C. Promissory estoppel
Vecco relies on the case of Dial v. Deskins, 221 Va. 701 (1981), in support of its contention that the doctrine of promissory estoppel may be asserted as an independent cause of action. The only reference to promissory estoppel in that case appears in a footnote and, contrary to Vecco’s interpretation, the Court fell short of expressly recognizing promissory estoppel as an offensive cause of action. Justice Poff’s comments in his dissenting opinion in Dulany Foods, Inc. v. Ayers, 220 Va. 502, 515 (1979), state that "this Court has never expressly applied" the doctrine of promissory estoppel and "even if it were viable in Virginia and could be asserted offensively in an action at law," it would not have helped the plaintiffs in Dulany. Equitable estoppel may be raised as a defense but not as an independent cause of action.
D. Implied contract, quasi-contract, unjust enrichment
Vecco asserts that its efforts to help the defendants redesign the office building phase were subsequent to the abandonment of the October 25, 1975, written agreement and, therefore, Vecco is not precluded from seeking recovery under an implied contract or unjust enrichment theory.
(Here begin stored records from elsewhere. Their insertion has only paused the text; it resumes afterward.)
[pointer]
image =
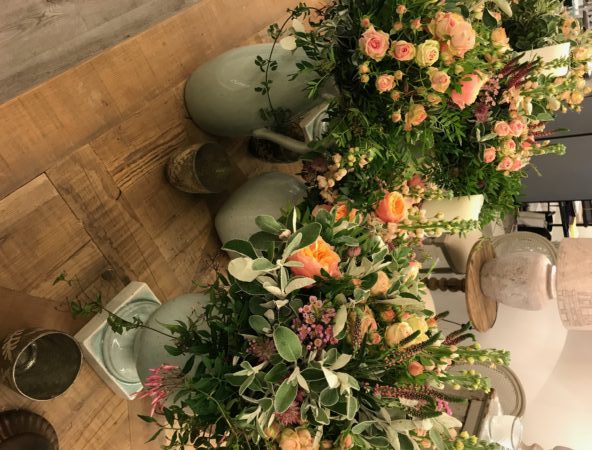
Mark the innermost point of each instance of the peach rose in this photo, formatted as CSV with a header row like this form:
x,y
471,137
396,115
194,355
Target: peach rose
x,y
415,368
314,257
345,211
416,180
489,154
416,114
440,80
444,24
367,323
374,44
392,208
388,315
499,38
446,55
396,332
517,127
289,440
382,285
502,128
385,83
402,51
462,39
516,165
509,146
427,53
505,164
470,86
305,438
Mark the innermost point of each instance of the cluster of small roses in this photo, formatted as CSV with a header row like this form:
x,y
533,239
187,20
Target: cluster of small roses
x,y
314,324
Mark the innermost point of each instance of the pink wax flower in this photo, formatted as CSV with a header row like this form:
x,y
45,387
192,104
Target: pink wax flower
x,y
162,382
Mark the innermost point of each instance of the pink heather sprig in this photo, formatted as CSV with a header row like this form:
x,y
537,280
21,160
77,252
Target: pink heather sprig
x,y
262,349
443,405
314,324
163,381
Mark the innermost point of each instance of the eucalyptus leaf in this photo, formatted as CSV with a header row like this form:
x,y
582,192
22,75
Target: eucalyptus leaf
x,y
259,323
287,344
285,396
329,397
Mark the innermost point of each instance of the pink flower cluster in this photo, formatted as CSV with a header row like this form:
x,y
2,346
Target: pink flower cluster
x,y
314,325
444,406
163,381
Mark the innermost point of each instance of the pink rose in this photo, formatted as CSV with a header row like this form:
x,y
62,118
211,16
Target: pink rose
x,y
470,86
403,51
385,83
415,368
502,128
489,154
374,44
440,80
509,146
416,180
516,166
392,208
415,115
517,127
314,257
462,39
444,24
505,164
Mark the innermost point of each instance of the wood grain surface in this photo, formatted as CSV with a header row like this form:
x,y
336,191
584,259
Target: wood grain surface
x,y
83,187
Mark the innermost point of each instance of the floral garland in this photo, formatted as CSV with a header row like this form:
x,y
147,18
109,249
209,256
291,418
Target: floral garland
x,y
317,338
429,88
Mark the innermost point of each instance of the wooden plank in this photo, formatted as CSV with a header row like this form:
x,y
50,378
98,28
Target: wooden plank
x,y
20,310
38,234
88,416
96,200
51,120
87,28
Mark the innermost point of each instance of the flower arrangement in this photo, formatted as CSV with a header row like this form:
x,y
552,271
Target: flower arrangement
x,y
317,338
539,23
426,88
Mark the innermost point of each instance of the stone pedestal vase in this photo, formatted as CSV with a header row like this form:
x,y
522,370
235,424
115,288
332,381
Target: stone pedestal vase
x,y
523,280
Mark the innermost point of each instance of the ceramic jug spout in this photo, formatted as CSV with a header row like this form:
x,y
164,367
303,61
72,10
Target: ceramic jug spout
x,y
289,143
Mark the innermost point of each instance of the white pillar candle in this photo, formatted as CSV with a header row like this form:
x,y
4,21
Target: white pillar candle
x,y
465,208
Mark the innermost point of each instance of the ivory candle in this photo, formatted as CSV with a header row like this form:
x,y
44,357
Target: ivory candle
x,y
465,208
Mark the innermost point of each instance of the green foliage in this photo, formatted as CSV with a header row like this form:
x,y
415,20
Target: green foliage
x,y
534,24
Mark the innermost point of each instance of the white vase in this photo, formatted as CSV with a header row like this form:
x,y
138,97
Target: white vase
x,y
464,208
266,194
221,99
548,54
523,280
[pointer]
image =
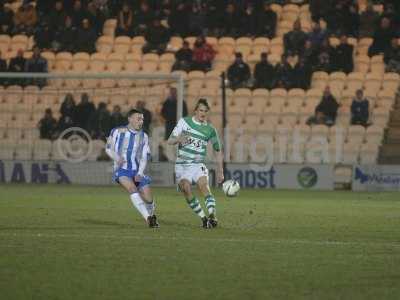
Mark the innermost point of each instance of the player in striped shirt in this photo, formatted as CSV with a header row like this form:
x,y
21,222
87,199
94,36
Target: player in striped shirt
x,y
192,134
128,147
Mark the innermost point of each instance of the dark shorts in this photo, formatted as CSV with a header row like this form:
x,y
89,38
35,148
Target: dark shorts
x,y
146,180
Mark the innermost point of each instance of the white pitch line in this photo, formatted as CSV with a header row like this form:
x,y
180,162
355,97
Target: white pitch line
x,y
221,240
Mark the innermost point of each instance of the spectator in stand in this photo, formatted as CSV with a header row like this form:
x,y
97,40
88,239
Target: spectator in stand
x,y
66,37
157,38
86,38
178,20
343,19
147,116
57,17
44,37
77,14
95,17
203,55
84,111
169,111
47,125
3,68
125,21
117,119
25,20
213,17
392,57
390,13
285,73
17,64
231,21
320,9
309,54
184,58
264,73
343,56
6,19
294,40
382,38
68,113
100,124
326,110
359,110
36,64
303,74
143,18
239,72
317,36
324,58
266,21
368,22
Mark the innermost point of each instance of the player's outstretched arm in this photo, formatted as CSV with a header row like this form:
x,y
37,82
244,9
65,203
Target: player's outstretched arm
x,y
178,136
144,157
220,166
110,146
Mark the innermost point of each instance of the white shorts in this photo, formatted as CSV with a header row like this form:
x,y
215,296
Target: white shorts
x,y
192,172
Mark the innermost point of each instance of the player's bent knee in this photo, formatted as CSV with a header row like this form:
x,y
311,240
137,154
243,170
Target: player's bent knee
x,y
185,187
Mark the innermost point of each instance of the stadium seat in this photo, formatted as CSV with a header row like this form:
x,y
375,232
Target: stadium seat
x,y
350,153
355,134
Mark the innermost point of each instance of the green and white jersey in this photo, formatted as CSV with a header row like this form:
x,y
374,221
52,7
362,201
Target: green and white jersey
x,y
195,151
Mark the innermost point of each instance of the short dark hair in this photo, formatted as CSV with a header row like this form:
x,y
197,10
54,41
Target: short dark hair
x,y
202,101
134,111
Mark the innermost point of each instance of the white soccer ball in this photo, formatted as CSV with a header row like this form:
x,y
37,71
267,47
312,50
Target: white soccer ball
x,y
231,188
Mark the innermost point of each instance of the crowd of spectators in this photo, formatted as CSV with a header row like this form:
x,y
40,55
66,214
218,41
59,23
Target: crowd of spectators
x,y
97,121
75,25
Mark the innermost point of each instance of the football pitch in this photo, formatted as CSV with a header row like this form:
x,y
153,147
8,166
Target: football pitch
x,y
75,242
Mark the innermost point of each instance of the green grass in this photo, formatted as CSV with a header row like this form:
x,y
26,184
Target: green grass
x,y
69,242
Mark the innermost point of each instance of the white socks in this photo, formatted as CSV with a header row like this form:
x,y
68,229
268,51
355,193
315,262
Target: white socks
x,y
150,207
140,205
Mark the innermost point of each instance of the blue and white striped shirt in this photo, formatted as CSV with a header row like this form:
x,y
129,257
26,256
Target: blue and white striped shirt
x,y
130,145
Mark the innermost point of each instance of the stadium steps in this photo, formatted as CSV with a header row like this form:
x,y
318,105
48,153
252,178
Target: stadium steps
x,y
390,150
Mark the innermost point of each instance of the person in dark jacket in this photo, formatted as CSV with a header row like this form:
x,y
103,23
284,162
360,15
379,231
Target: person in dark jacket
x,y
84,111
169,112
157,38
3,68
238,72
382,38
359,110
343,56
17,64
294,40
264,73
47,125
326,110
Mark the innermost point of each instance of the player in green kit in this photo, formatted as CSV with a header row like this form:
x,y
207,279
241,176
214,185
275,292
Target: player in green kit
x,y
192,135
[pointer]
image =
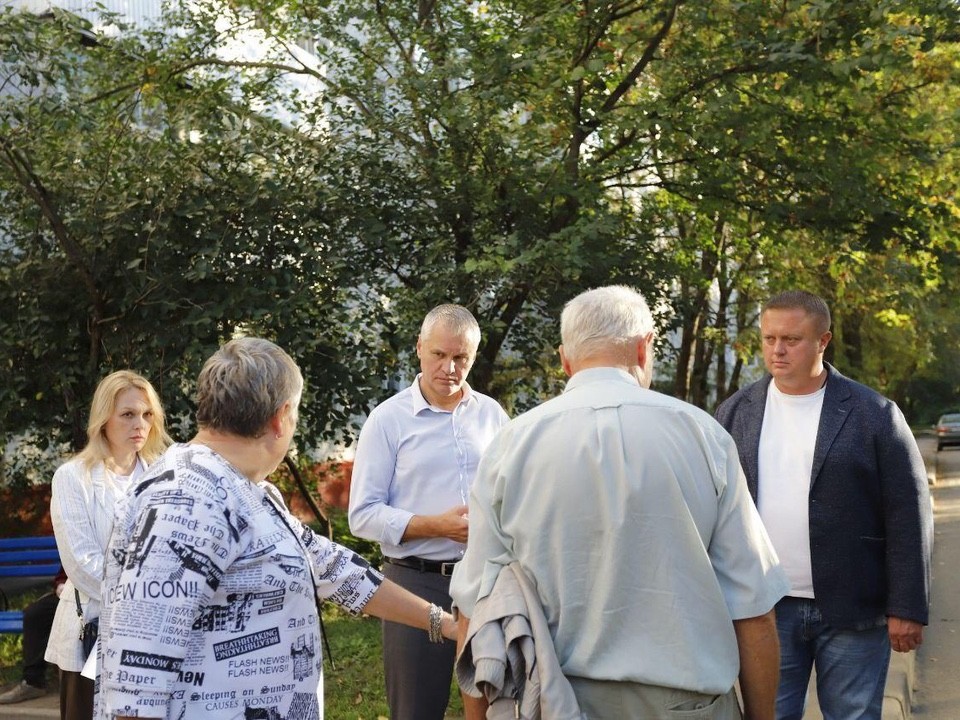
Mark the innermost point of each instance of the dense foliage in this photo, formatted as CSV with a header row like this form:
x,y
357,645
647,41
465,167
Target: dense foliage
x,y
161,194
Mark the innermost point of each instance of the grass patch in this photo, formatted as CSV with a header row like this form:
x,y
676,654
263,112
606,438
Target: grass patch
x,y
354,690
11,645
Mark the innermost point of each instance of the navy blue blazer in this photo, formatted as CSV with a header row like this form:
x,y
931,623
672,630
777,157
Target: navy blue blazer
x,y
870,517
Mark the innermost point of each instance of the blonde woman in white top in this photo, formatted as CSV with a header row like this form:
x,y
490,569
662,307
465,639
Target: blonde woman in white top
x,y
125,434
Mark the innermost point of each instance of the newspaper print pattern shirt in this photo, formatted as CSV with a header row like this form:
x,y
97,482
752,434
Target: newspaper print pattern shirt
x,y
208,602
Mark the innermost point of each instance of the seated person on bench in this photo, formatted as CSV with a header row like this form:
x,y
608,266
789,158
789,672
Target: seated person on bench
x,y
37,620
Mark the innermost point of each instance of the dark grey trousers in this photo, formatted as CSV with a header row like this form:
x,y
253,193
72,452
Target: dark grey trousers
x,y
76,696
37,621
418,673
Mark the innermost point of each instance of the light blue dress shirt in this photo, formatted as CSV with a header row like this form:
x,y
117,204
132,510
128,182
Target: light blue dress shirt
x,y
416,459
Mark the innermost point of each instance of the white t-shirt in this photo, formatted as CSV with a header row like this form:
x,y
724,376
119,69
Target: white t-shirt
x,y
787,442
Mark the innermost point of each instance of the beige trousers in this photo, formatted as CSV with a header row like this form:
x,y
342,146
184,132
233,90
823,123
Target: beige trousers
x,y
604,700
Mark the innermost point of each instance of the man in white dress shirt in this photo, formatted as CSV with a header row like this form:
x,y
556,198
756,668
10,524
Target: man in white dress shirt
x,y
416,459
629,513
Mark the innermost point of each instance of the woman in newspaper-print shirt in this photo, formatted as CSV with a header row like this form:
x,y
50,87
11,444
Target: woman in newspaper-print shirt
x,y
211,587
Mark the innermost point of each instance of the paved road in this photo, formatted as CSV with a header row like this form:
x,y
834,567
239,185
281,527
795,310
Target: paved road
x,y
937,693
There is, however, no allegation in any of the pleadings that the October 25, 1975, agreement was ever abandoned. In fact, paragraph 20 of the Amended Motion for Judgment alleges that it "was assured by Erkiletian that he expected the project to proceed eventually and that Vecco would be performing as the subcontractor for the concrete work on the project." Vecco is not claiming that the written agreement is unenforceable, yet, for purposes of its implied contract/unjust enrichment claim, Vecco says the written agreement was abandoned.
The case of Royer v. Board of County Supervisors, 176 Va. 268 (1940), dictates how the court ought to rule on this question. Vecco claims the right to *320recover by virtue of the express written contract and, then, in the next breath, argues that if it cannot recover under the terms of that contract it should be permitted to recover under an implied contract theory. In Royer the express contract contained a clause that made payment contingent on the defendant’s obtaining funding for the project. The Court stated, "when one has furnished services under an express contract which provides that he is not to be compensated therefor unless a certain contingency occurs and, through no fault of the other party, that contingency does not happen, he cannot disregard the express terms of his agreement and recover for the value of the services rendered. The Court further stated that "where there is an express and enforceable contract in existence which governs the rights of the parties, the law will not imply a contract in contravention thereof."
Summary judgment is granted to the defendant on each of the five counts of the plaintiff’s Motion for Judgment.